Performing a drift is very simple; learning how to maintain one longer takes practice. Like most arcade racers, speed is nothing without knowledge of the course. Such intuitive physics and results in Hot Wheels Unleashed talk to the Milestone devotees as a developer of races. The movement in Hot Wheels Unleashed is true, rendered in Unreal Engine 4. Nothing seems locked to a surface or region of the screen like in other arcade racing games. A wobbly jump landing can knock you down, but that doesn’t seem unfair. Even though I made a right turn on bare ground and completely missed the re-entry on the track, I never felt totally out of the race. Even off the track, when I was on medium difficulty, I was able to come back and boost the turbo into the action. Maybe a win was out of reach, but the top three still seemed reasonable.
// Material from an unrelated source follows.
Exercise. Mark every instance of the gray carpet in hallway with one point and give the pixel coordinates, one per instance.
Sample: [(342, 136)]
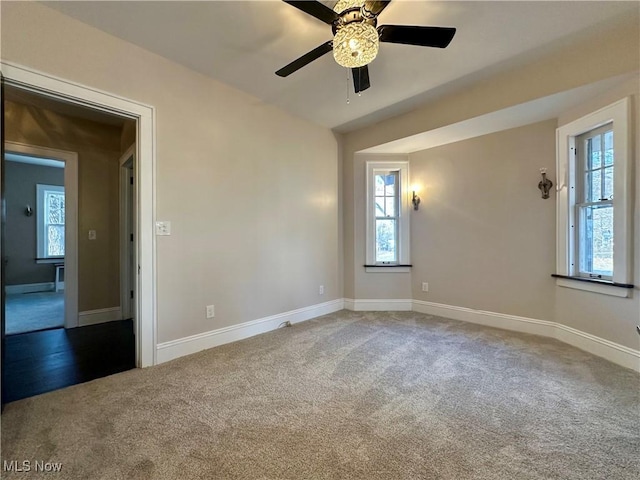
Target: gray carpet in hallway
[(349, 395), (28, 312)]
As for the AI, they are legitimately tough competitors, themselves boosted throughout a modestly elastic pursuit to the finish line. As a general rule, any common car can win against any other common AI in direct combat. And at lower levels, Hot Wheels Unleashed Left me enough room to counter with my own boost and turbo loads, creating huge leads with the feeling of having dusted off an AI for good. In Difficult and Extreme difficulty, I had to place myself at the head of the peloton at the start and not make any mistakes, to win or to fight.
Hot Wheels Unleashed Also contains a customization toolkit and track editor, with unlockable items and decorations also awarded in City Rumble. While I didn’t spend much time in the Track Editor, the robust livery editor caught my attention; it’s rather quietly the best part of the whole game. The livery options really showcase the realism of the various finishes and materials of the vehicle – from the enamel to chipping and glittering paint jobs to faux chrome polished and matte gray die-cast metal. I was able to easily match the color pattern I use in F1 2021, for example, and claim that my racing team there had an officially licensed collector’s item in Hot Wheels Unleashed, thanks to the library of decals included in the editor. Collecting virtual Hot Wheels is fun; making them (or repainting them) is a joy.
It all adds up to a very strong and largely attractive runner. Hot Wheels Unleashed is up there with Milestone’s MotoGP and Monster Energy Supercross, as well as F1 and WRC games, as another winner in the ongoing renaissance of licensed motorsport games. For those who may not be fans of motorsports or simulation racing, this could be a serious contender for their racing game of the year. I have become a virtual reducer over the past four years, and Hot Wheels Unleashed is at least in the discussion for mine.
Hot Wheels Unleashed was released on September 30, 2021 on Nintendo Switch, the Windows computer, Playstation 4, Playstation 5, Xbox one and Xbox x series. The game has been tested on Xbox Series X using a preview download code provided by Koch Media. Vox Media has affiliate partnerships. These do not influence editorial content, although Vox Media may earn commissions for products purchased through affiliate links. You can find further information on Polygon’s ethics policy here.